What it means
کاسب (kâseb) means shopkeeper or tradesman, someone who runs a small shop or earns a living through everyday trade. It comes from the Arabic root ك-س-ب, meaning to earn or to acquire. In colloquial Persian, kâseb is the natural word for a neighborhood shopkeeper, a market stall holder, or anyone making a modest living through retail trade. It sits below تاجر (merchant) on the social and commercial scale: a tâjer deals in volume and wholesale, while a kâseb serves local customers day to day. The phrase کاسبکار (kâsebkâr) is a near-synonym used in some regions.
How to use it
- اون یه کاسب سادهست. (oon ye kâseb-e sâde-st.) “He is a simple shopkeeper.”
- کاسبا این روزا اوضاعشون خوب نیست. (kâsebâ in ruzâ owzâ’eshun khub nist.) “Shopkeepers are not doing well these days.”
- بابام کاسبه، یه مغازه داره. (bâbâm kâsebe, ye maghâze dâre.) “My dad is a tradesman, he has a shop.”

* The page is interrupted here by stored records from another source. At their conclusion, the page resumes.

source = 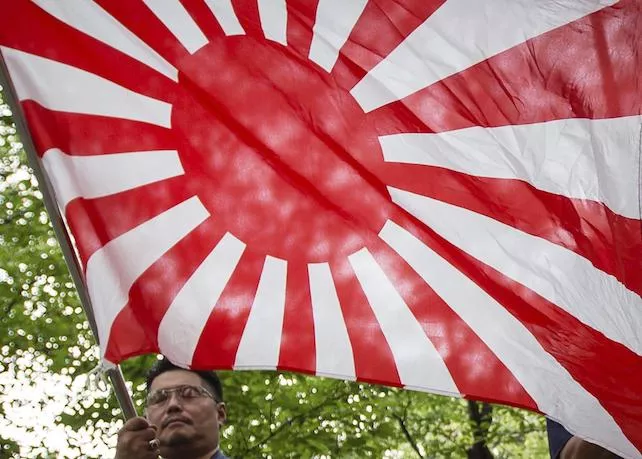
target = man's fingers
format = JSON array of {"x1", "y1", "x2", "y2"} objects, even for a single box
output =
[
  {"x1": 138, "y1": 427, "x2": 156, "y2": 441},
  {"x1": 123, "y1": 416, "x2": 149, "y2": 431}
]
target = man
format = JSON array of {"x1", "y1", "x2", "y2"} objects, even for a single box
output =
[
  {"x1": 116, "y1": 359, "x2": 227, "y2": 459},
  {"x1": 546, "y1": 419, "x2": 619, "y2": 459}
]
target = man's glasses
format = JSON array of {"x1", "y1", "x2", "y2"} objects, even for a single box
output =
[{"x1": 147, "y1": 384, "x2": 219, "y2": 406}]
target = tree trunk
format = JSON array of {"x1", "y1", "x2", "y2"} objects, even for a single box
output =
[{"x1": 467, "y1": 400, "x2": 493, "y2": 459}]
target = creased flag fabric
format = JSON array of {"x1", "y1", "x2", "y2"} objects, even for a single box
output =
[{"x1": 0, "y1": 0, "x2": 642, "y2": 458}]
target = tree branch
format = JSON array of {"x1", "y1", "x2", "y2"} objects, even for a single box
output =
[
  {"x1": 246, "y1": 386, "x2": 347, "y2": 452},
  {"x1": 393, "y1": 414, "x2": 425, "y2": 459}
]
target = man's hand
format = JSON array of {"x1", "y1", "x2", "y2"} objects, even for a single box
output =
[
  {"x1": 115, "y1": 417, "x2": 160, "y2": 459},
  {"x1": 560, "y1": 437, "x2": 619, "y2": 459}
]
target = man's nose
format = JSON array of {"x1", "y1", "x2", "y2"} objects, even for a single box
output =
[{"x1": 167, "y1": 392, "x2": 183, "y2": 411}]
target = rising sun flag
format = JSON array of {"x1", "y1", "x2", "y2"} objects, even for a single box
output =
[{"x1": 0, "y1": 0, "x2": 642, "y2": 458}]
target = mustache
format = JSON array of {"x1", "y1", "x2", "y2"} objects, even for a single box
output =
[{"x1": 162, "y1": 416, "x2": 192, "y2": 427}]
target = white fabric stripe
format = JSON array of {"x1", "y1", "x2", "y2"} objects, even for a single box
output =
[
  {"x1": 42, "y1": 148, "x2": 185, "y2": 211},
  {"x1": 158, "y1": 233, "x2": 245, "y2": 365},
  {"x1": 143, "y1": 0, "x2": 208, "y2": 54},
  {"x1": 379, "y1": 221, "x2": 637, "y2": 457},
  {"x1": 379, "y1": 116, "x2": 642, "y2": 219},
  {"x1": 348, "y1": 248, "x2": 459, "y2": 395},
  {"x1": 379, "y1": 221, "x2": 638, "y2": 457},
  {"x1": 86, "y1": 196, "x2": 209, "y2": 357},
  {"x1": 34, "y1": 0, "x2": 178, "y2": 81},
  {"x1": 308, "y1": 263, "x2": 355, "y2": 380},
  {"x1": 388, "y1": 187, "x2": 642, "y2": 355},
  {"x1": 351, "y1": 0, "x2": 617, "y2": 112},
  {"x1": 0, "y1": 46, "x2": 172, "y2": 127},
  {"x1": 234, "y1": 255, "x2": 288, "y2": 370},
  {"x1": 308, "y1": 0, "x2": 368, "y2": 72},
  {"x1": 205, "y1": 0, "x2": 245, "y2": 37},
  {"x1": 258, "y1": 0, "x2": 288, "y2": 46}
]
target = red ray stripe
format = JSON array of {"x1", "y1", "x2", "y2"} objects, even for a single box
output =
[
  {"x1": 101, "y1": 218, "x2": 225, "y2": 363},
  {"x1": 232, "y1": 0, "x2": 265, "y2": 40},
  {"x1": 287, "y1": 0, "x2": 319, "y2": 60},
  {"x1": 96, "y1": 0, "x2": 191, "y2": 69},
  {"x1": 370, "y1": 237, "x2": 537, "y2": 410},
  {"x1": 423, "y1": 226, "x2": 642, "y2": 450},
  {"x1": 330, "y1": 258, "x2": 401, "y2": 387},
  {"x1": 372, "y1": 0, "x2": 642, "y2": 134},
  {"x1": 278, "y1": 261, "x2": 317, "y2": 374},
  {"x1": 22, "y1": 101, "x2": 176, "y2": 157},
  {"x1": 332, "y1": 0, "x2": 445, "y2": 90},
  {"x1": 382, "y1": 163, "x2": 642, "y2": 295},
  {"x1": 0, "y1": 1, "x2": 176, "y2": 100},
  {"x1": 192, "y1": 249, "x2": 265, "y2": 369},
  {"x1": 180, "y1": 0, "x2": 225, "y2": 41},
  {"x1": 65, "y1": 177, "x2": 194, "y2": 266}
]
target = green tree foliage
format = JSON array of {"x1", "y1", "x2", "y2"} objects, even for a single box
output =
[{"x1": 0, "y1": 88, "x2": 546, "y2": 458}]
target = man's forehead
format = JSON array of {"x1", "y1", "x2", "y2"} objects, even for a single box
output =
[{"x1": 149, "y1": 369, "x2": 202, "y2": 391}]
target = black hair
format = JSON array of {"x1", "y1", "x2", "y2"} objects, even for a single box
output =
[{"x1": 146, "y1": 357, "x2": 223, "y2": 402}]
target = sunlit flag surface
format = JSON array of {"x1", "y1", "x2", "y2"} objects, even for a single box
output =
[{"x1": 0, "y1": 0, "x2": 642, "y2": 458}]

- کاسب خوب مشتری رو حفظ میکنه. (kâseb-e khub moshtari ro hefz mikone.) “A good shopkeeper keeps his customers.”
Cultural note
کاسب occupies an affectionate place in everyday Iranian speech. The term evokes the neighborhood shop (مغازه) that sells everything from bread to hardware, and the kâseb is often a trusted figure in local community life. During economic hardship, the phrase کاسبا ضرر کردن (kâsebâ zarar kardan, shopkeepers took losses) appears frequently in news and conversation as a barometer of economic stress. Unlike the more prestigious تاجر, kâseb carries a humble, hard-working connotation that is generally positive in tone.